Almost thirty-six percent of consumers watch a TV show or video while eating.
And therein lies opportunities for the licensing industry. More families are eating at home, but that doesn't mean that an entire meal is made from scratch. For a parent rushing home from work it is a tempting alternative to gather the family around the table and serve up polenta with braised meatballs or roasted mushroom and parmesan linguini with grilled chicken from Bravo's "Top Chef." Short cuts to a home cooked meal can be provided by a brand such as Carrefour Kids, a line of nutritional food products created in partnership with The Walt Disney Company. Want to do all the cooking, but need inspiration—reach for a recipe idea from Food Network chef Paula Deen.

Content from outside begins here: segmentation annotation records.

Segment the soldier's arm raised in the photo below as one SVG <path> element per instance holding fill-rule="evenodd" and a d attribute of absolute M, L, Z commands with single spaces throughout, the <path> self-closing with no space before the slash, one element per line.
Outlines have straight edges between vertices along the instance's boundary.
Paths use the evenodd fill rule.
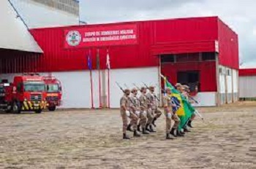
<path fill-rule="evenodd" d="M 122 98 L 121 99 L 121 107 L 124 111 L 127 111 L 126 103 L 127 103 L 126 99 L 124 98 Z"/>
<path fill-rule="evenodd" d="M 170 112 L 169 108 L 168 108 L 168 98 L 165 96 L 163 100 L 163 104 L 164 104 L 164 109 L 167 112 Z"/>

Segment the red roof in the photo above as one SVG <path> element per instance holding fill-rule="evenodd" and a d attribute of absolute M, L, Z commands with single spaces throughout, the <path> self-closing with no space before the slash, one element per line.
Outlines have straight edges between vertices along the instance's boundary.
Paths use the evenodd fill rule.
<path fill-rule="evenodd" d="M 256 68 L 239 69 L 239 76 L 256 76 Z"/>

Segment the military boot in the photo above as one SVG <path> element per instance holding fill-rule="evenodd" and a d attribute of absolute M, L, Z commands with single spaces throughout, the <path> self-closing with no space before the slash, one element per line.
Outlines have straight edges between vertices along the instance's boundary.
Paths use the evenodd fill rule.
<path fill-rule="evenodd" d="M 177 137 L 184 137 L 184 135 L 182 134 L 181 131 L 177 130 Z"/>
<path fill-rule="evenodd" d="M 185 135 L 185 133 L 184 131 L 180 131 L 180 133 L 182 135 Z"/>
<path fill-rule="evenodd" d="M 130 132 L 133 132 L 132 129 L 131 128 L 132 125 L 129 124 L 127 126 L 127 130 L 130 131 Z"/>
<path fill-rule="evenodd" d="M 177 129 L 172 128 L 172 130 L 170 132 L 170 134 L 173 135 L 174 137 L 177 137 Z"/>
<path fill-rule="evenodd" d="M 173 138 L 172 138 L 169 133 L 166 134 L 166 139 L 167 140 L 173 140 Z"/>
<path fill-rule="evenodd" d="M 146 128 L 142 128 L 142 133 L 143 134 L 149 134 L 149 132 L 148 132 Z"/>
<path fill-rule="evenodd" d="M 141 132 L 141 130 L 140 130 L 140 124 L 139 124 L 139 125 L 137 126 L 137 130 L 139 131 L 139 132 Z"/>
<path fill-rule="evenodd" d="M 151 133 L 156 132 L 155 130 L 154 130 L 152 125 L 149 125 L 149 130 L 150 130 L 150 132 L 151 132 Z"/>
<path fill-rule="evenodd" d="M 146 130 L 150 132 L 150 129 L 149 129 L 148 127 L 149 127 L 149 124 L 146 124 Z"/>
<path fill-rule="evenodd" d="M 129 138 L 126 133 L 123 133 L 123 139 L 124 140 L 129 140 Z"/>
<path fill-rule="evenodd" d="M 188 129 L 187 127 L 185 127 L 183 129 L 184 130 L 184 132 L 191 132 L 191 130 L 189 129 Z"/>
<path fill-rule="evenodd" d="M 154 117 L 154 119 L 153 119 L 153 121 L 152 121 L 152 125 L 153 125 L 155 127 L 157 127 L 156 124 L 154 123 L 154 122 L 156 122 L 156 120 L 157 120 L 157 117 Z"/>
<path fill-rule="evenodd" d="M 138 133 L 137 130 L 135 130 L 135 131 L 133 132 L 133 136 L 134 136 L 134 137 L 140 137 L 140 135 Z"/>
<path fill-rule="evenodd" d="M 191 127 L 191 128 L 193 128 L 193 126 L 192 125 L 192 121 L 189 120 L 188 122 L 187 122 L 187 125 Z"/>

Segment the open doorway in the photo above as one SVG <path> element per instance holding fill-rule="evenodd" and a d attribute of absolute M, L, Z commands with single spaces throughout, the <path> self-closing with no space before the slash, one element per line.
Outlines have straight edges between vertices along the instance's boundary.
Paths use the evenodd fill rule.
<path fill-rule="evenodd" d="M 198 92 L 200 91 L 199 71 L 178 71 L 177 73 L 177 77 L 178 82 L 188 85 L 190 87 L 191 92 L 195 90 Z"/>

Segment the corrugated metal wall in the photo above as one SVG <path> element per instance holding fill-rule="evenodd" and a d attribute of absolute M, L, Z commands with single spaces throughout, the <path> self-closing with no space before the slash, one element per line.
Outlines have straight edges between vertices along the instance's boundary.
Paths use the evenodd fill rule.
<path fill-rule="evenodd" d="M 239 98 L 256 98 L 256 76 L 239 76 Z"/>
<path fill-rule="evenodd" d="M 41 54 L 0 49 L 0 74 L 37 71 Z"/>
<path fill-rule="evenodd" d="M 201 92 L 217 92 L 216 62 L 192 62 L 163 63 L 161 71 L 174 84 L 178 81 L 178 72 L 199 71 Z"/>
<path fill-rule="evenodd" d="M 106 51 L 109 50 L 112 68 L 159 66 L 158 54 L 167 46 L 169 53 L 214 51 L 217 39 L 217 17 L 186 18 L 156 21 L 131 22 L 138 28 L 138 44 L 99 48 L 101 68 L 105 68 Z M 64 31 L 83 26 L 102 27 L 109 24 L 31 30 L 45 53 L 39 63 L 39 71 L 63 71 L 87 69 L 89 49 L 64 48 Z M 190 47 L 187 47 L 187 44 Z M 152 50 L 153 49 L 153 50 Z M 96 68 L 97 48 L 92 50 L 93 67 Z"/>
<path fill-rule="evenodd" d="M 219 64 L 239 69 L 238 37 L 228 25 L 219 20 Z"/>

Survey results showed that dinner is described as a "full or complete meal" by 68 percent of consumers; 29 percent of consumers feel dinner represented more of a "small or mini meal" and 2 percent viewed it as a snack. Nearly two-thirds of all individuals rated their in-home dinner occasion as an excellent or very good experience, while one-in-three in-home dinnertime eaters felt less well about their experience.
"We found through our research that consumers derive the most enjoyment from preparing meals at home for their families," says Dori Hickey, director of product management at NPD. "When we assessed consumer satisfaction with their dinnertime food and beverage selections, we found that overall satisfaction was higher among consumers who made dinner at home compared to those who ate out or brought food in. It's really about bringing the family together and nurturing the ones we love by preparing and sharing a meal."